TOKYO (Reuters Life!) - Japan’s traditional, female-dominated art of flower arranging is returning to its masculine roots, for an entirely modern reason: it’s become a way for male employees to prune away their stress.
Ikebana, or “the way of flowers,” dates back more than 500 years and first blossomed among male artisans and aristocrats.
Aimed at creating harmony between man and nature as well as heightening the appreciation of the rhythms of the universe, arrangements are conducted in silence using only organic elements put together in a minimalist style.
And it’s this creativity and spirituality that has attracted thousands of Japanese men to reclaim the art form that has more recently been associated with women.
“Nowadays there are a lot of people seeking something that makes them feel at ease,” said Gaho Isono, a master ikebana instructor at Sogetsu, founded in 1927 and one of the first schools to offer flower arranging courses to men.
“There are many hobbies people can do now and there’s no longer the preconception that men cannot arrange flowers. They are free to choose whatever they like and the number of men choosing flowers is actually increasing.”
Japanese society has traditionally put much emphasis on hard work and employees regularly put in long hours in the office, which increases the risk of depression, mental health organizations say.
The nation, which has one of the highest suicide rates in the world, even has a term for death by overwork — karoshi — making stress-relieving activities such as ikebana all the more popular.
Flower compositions arranged according to the traditional principles of ikebana are said to represent the relationship between heaven, mankind and earth.

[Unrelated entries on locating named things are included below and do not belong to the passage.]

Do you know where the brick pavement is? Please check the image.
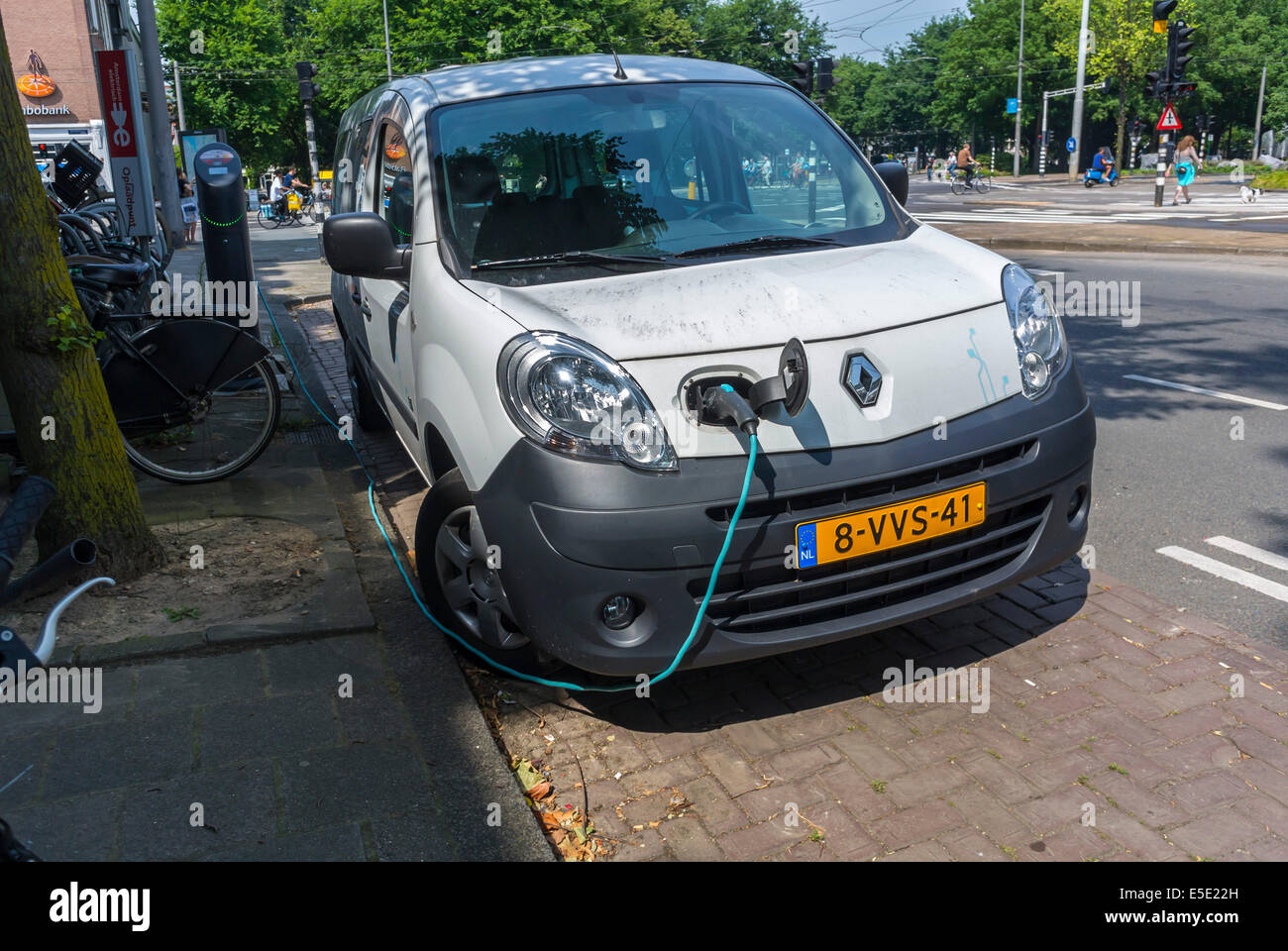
[296,309,1288,861]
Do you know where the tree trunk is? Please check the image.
[0,14,162,580]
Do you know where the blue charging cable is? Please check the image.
[259,288,759,693]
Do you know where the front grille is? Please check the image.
[707,440,1038,524]
[688,496,1051,634]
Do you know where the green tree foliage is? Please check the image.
[1043,0,1184,165]
[158,0,827,168]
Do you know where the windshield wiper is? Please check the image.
[471,252,671,270]
[674,235,842,258]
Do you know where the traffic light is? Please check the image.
[1168,20,1194,82]
[814,56,834,95]
[1167,20,1195,98]
[1154,0,1176,34]
[791,59,814,95]
[295,63,322,102]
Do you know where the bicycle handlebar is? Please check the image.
[0,476,54,590]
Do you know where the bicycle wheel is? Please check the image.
[121,357,282,484]
[98,320,282,483]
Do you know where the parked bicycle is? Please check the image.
[0,258,282,483]
[0,476,116,862]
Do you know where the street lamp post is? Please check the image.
[1012,0,1024,178]
[1069,0,1091,181]
[381,0,394,82]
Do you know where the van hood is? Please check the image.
[465,226,1006,361]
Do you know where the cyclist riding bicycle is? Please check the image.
[268,172,286,217]
[957,142,979,185]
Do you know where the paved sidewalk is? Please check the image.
[295,308,1288,861]
[0,633,550,861]
[932,219,1288,257]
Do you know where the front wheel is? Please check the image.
[416,469,529,652]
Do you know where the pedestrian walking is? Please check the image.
[1172,136,1202,205]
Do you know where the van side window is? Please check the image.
[376,123,416,244]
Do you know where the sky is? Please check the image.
[802,0,966,59]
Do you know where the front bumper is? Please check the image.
[474,365,1096,678]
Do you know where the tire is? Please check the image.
[344,340,389,433]
[416,469,532,652]
[123,357,282,484]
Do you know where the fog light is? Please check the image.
[1020,351,1050,389]
[1065,485,1087,524]
[601,594,635,630]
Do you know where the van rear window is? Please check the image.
[429,82,909,279]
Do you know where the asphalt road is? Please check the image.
[909,174,1288,233]
[1017,253,1288,647]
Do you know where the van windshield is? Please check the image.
[430,82,910,281]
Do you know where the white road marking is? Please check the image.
[1203,535,1288,571]
[1154,545,1288,601]
[1124,373,1288,411]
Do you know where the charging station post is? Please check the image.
[192,142,255,322]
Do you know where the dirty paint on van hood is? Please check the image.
[465,226,1006,361]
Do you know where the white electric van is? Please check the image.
[323,55,1095,677]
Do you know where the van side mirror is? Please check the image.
[322,211,411,281]
[872,162,909,205]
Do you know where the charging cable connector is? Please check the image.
[702,382,760,436]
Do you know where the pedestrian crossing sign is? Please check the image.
[1154,103,1181,132]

There are an estimated 3,000 ikebana schools across Japan with some 15 million enthusiasts, most of whom see flower arrangement as an antidote to their hectic lives.

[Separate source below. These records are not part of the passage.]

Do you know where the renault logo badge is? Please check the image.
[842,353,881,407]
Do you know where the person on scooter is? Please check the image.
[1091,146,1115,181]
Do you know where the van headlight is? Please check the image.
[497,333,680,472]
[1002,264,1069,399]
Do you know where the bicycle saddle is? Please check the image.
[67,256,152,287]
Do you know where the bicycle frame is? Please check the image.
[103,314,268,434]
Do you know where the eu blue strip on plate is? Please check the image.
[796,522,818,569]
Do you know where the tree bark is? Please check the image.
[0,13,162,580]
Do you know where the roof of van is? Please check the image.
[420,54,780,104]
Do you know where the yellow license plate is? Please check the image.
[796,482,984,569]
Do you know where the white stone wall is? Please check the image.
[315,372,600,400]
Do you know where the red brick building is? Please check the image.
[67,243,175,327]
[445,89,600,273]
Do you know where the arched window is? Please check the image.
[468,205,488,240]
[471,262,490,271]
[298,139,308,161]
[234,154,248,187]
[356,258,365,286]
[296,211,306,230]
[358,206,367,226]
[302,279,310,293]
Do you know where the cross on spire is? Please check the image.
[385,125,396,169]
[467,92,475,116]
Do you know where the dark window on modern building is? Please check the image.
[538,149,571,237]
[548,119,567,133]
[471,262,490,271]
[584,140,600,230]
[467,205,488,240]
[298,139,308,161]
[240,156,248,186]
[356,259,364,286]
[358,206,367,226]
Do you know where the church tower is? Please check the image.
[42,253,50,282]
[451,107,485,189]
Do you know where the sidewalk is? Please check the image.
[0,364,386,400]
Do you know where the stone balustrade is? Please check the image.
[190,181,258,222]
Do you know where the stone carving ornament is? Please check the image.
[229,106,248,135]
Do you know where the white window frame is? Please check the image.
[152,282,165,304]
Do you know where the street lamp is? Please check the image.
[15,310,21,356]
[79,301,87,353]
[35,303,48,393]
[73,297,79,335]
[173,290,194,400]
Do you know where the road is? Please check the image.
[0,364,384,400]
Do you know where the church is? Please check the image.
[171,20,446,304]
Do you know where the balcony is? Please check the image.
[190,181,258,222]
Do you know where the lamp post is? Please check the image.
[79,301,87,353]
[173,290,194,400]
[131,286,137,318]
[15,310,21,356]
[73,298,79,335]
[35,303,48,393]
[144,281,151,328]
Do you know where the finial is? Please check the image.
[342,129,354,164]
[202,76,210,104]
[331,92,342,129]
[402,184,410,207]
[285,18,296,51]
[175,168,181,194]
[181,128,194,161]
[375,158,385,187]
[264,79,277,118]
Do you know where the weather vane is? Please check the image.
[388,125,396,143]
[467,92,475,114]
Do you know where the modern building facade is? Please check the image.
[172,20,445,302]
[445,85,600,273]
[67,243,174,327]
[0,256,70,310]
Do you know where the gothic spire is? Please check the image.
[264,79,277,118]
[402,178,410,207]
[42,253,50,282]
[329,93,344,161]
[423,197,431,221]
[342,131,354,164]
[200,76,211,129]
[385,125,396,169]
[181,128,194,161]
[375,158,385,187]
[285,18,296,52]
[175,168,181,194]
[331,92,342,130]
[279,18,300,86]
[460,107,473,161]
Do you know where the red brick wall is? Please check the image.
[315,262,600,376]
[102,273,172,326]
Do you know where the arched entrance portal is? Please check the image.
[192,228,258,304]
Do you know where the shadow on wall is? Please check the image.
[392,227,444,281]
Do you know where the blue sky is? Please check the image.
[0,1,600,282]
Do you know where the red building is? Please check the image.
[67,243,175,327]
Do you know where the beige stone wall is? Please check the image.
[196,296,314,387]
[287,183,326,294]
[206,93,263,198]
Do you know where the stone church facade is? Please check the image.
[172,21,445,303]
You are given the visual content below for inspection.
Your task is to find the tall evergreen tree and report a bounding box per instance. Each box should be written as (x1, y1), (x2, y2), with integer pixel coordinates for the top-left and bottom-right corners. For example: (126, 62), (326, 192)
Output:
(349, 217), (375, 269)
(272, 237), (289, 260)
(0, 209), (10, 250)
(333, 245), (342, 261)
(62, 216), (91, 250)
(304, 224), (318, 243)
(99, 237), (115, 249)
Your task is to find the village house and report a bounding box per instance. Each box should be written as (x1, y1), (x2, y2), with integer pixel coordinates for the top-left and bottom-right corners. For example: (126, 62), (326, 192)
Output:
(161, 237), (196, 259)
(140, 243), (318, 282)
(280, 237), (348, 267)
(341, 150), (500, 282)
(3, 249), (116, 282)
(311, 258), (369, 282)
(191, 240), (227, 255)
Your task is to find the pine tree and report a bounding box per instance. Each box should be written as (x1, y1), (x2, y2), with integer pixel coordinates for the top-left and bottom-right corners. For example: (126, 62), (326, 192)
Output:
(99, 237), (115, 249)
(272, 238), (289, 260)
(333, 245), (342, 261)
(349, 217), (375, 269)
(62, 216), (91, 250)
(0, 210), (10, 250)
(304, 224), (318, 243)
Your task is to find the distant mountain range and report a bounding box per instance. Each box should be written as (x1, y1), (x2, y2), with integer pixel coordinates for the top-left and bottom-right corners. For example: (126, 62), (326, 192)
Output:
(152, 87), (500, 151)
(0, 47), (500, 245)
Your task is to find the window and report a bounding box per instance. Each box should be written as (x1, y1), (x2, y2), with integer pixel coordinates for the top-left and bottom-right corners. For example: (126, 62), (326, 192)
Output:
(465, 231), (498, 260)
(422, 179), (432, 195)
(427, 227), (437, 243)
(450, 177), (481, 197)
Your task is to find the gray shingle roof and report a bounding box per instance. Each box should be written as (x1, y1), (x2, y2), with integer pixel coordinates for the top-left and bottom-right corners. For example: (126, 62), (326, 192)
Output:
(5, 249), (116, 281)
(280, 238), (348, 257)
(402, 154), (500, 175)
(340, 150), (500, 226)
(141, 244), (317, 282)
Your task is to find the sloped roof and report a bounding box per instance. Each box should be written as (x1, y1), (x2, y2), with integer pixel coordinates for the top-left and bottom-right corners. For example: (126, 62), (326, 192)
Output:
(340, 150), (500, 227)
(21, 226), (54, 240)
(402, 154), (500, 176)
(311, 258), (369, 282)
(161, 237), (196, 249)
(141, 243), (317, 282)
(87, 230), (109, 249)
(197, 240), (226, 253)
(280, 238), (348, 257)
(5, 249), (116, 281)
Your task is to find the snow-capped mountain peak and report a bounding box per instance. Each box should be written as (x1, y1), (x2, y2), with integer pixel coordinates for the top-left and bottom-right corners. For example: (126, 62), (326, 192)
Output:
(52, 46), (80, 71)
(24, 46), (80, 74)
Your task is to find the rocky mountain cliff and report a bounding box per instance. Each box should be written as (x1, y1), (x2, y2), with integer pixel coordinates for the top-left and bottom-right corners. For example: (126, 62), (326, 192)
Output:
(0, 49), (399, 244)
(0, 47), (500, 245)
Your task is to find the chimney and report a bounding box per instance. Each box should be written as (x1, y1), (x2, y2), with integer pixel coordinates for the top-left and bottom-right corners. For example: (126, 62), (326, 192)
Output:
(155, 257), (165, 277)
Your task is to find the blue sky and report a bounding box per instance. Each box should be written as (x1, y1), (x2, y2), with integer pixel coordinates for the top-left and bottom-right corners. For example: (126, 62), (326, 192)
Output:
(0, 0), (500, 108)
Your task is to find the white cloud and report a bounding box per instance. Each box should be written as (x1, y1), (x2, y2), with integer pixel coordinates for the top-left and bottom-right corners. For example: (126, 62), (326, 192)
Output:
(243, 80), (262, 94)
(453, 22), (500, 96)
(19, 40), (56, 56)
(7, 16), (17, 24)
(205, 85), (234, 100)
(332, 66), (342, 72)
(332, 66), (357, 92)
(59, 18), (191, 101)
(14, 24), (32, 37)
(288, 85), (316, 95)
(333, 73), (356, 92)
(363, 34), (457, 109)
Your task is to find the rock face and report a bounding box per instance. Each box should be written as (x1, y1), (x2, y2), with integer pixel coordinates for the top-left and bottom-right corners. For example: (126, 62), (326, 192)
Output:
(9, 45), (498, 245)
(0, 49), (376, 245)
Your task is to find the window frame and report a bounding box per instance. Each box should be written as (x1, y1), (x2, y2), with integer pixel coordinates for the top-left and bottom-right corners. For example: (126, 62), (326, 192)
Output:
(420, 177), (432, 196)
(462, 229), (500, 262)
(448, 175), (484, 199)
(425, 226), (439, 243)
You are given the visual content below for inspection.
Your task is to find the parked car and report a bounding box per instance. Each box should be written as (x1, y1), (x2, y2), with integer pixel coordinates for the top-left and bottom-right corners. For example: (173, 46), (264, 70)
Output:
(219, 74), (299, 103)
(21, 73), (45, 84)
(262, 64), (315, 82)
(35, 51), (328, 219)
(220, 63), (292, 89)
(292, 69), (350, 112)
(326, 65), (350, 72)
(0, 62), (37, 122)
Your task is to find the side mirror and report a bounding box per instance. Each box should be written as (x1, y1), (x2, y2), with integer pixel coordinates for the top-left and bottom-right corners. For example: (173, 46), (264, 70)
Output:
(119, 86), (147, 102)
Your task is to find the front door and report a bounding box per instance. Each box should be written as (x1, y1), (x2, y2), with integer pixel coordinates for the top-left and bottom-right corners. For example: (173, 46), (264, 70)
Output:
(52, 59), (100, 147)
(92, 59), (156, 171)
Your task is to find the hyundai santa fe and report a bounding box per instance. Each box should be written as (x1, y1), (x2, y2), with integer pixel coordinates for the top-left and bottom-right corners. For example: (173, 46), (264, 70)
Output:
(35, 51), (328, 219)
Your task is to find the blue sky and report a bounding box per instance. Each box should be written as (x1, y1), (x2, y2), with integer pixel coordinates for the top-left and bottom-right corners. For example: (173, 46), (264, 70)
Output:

“Each time when the class starts at first I feel tired from work,” said male student Koji Takahashi, 45.
“But once I begin concentrating on how to combine the flowers and the vase, and I actually move my hands to create the composition, it’s a change of pace.”
Some men have spent years mastering the art form and now teach new students the therapeutic effects of ikebana.
Minoru Kagata, 61, an instructor at Sogetsu school who took up ikebana almost 20 years ago, said the art “gives life to flowers.” It usually takes students more than two years to create beautiful arrangements with few natural elements, he added.
For many male students, stepping into the ikebana studio is rewarding enough, regardless of how skillful they are.
“Flower arrangement adds that unreal flavor to my life and lets my mind roam free,” said Koji Otusbo, who has been studying ikebana for more than 15 years.
“At the same time, such an artistic hobby is like a bridge that connects me to the real world.”